Panel sees race conversation as a needed ongoing dialogue
Start a conversation about race and its effects on society, keep it rolling and take action in your own life — first — to stop racism.
That was the consensus at a panel discussion last week called “A Conversation About Race” at Johnson County’s Central Resource Library in Overland Park. About 50 people attended the event.
The presentation was part of the library’s “Beyond Skin” programming theme and was funded by the Johnson County Library Foundation through its Lauffer Civic Engagement Fund. The event was geared toward high school teachers and their students but was open to the public.
The panelists:
▪ Carol Burns: filmmaker, photographer, journalist and doctoral student in American film and media studies at the University of Kansas.
▪ Pete Cowdin: artist and co-owner of children’s bookstore Reading Reptile in Kansas City.
▪ Shane Evans: artist and owner of Dream Studio in Kansas City.
▪ Michelle T. Johnson: writer, public speaker and diversity consultant/trainer who writes a column called “Diversity Diva” in The Kansas City Star’s business section.
▪ Uzziel Pecina, assistant professor in the University of Missouri-Kansas City’s School of Education.
▪ Bill Tammeus: former columnist and reporter for The Star.
Paul Richardson, an English teacher at Washington High School in Kansas City, Kan., moderated the discussion. He started with an open-ended question: “How has race affected you?”
“I live in America,” Johnson said. “How has race not affected me?”
Johnson, who is African-American, recounted an incident at her private, predominantly white high school in Kansas City. Some classmates were discussing their ACT scores. One asked Johnson about her score, which had ranked her above the 90th percentile in the nation, she said.
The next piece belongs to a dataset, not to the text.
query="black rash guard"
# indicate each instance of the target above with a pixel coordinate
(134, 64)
“Oh, was that for black students?” Johnson said her classmate had asked her.
Her response: “No, that would be for everybody in the country who took the ACT that day, which would include you.”
“That’s one of those examples of, whether I’m thinking about race, race oftentimes has a way of thinking about me,” Johnson said.
Burns recalled being around 5 when a Census taker had come to her home and asked what race she and her mother and were. Her mother said they were Native American. The Census taker’s response: “We’ll just put ‘white.’”
“I know that I’m an Indian,” Burns said. “I know who I am.”
Cowdin, who’s white, described his childhood as “very white-bread.”
“When I got to junior high, it was at the height of busing in the early ‘70s, and I was terrified,” he said. “I was scared of black people, because … I didn’t know any black people, and it was very threatening.”
Tammeus described his life at age 5 in Woodstock, Ill., a town of about 7,000 people at the time, “almost all white.”
“We had, actually, one black family and one Jewish family in Woodstock,” he said.
At age 11, Tammeus was part of a Boy Scout troop that for three years in the 1950s put on minstrel shows, “all of that kind of ridiculous stuff, racist stuff.”
“The only reason that I did not appear in one of those minstrel shows was that, at age 11, my parents moved our family to India for two years … and I became a minority,” he said. “And so, I began to get a little more sensitized to what it means to be a minority in a majority culture.”
Later in his life, Tammeus said, as a journalist, he discovered that “this is a really complicated issue.” He went on to write a series of stories for The Star in 1975 about racial turnover in the city and the factors underlying it.
“It has to do with things beyond racism,” he said. “… (W)hen you think about how to define racism and what it is, don’t stop talking, because when you stop talking, you’ll think that’s the last thing to say about it; it’s not. There’s more to say about it, and it’s more complicated than what you just said.”
Pecina said that, as an academic, “when you use the word ‘race,’ I have to put that aside because it doesn’t exist.”
“It’s a social construct,” he said. “It was created by human beings. We aren’t different races. … We were all the same. We’re all part of the human race. We all have cultural identities.”
Pecina grew up in Kansas City’s West Side neighborhood. He had black friends and white friends.
“We had to get along with each other,” he said. “So we learned about each other. We fought with each other. We cried with each other.”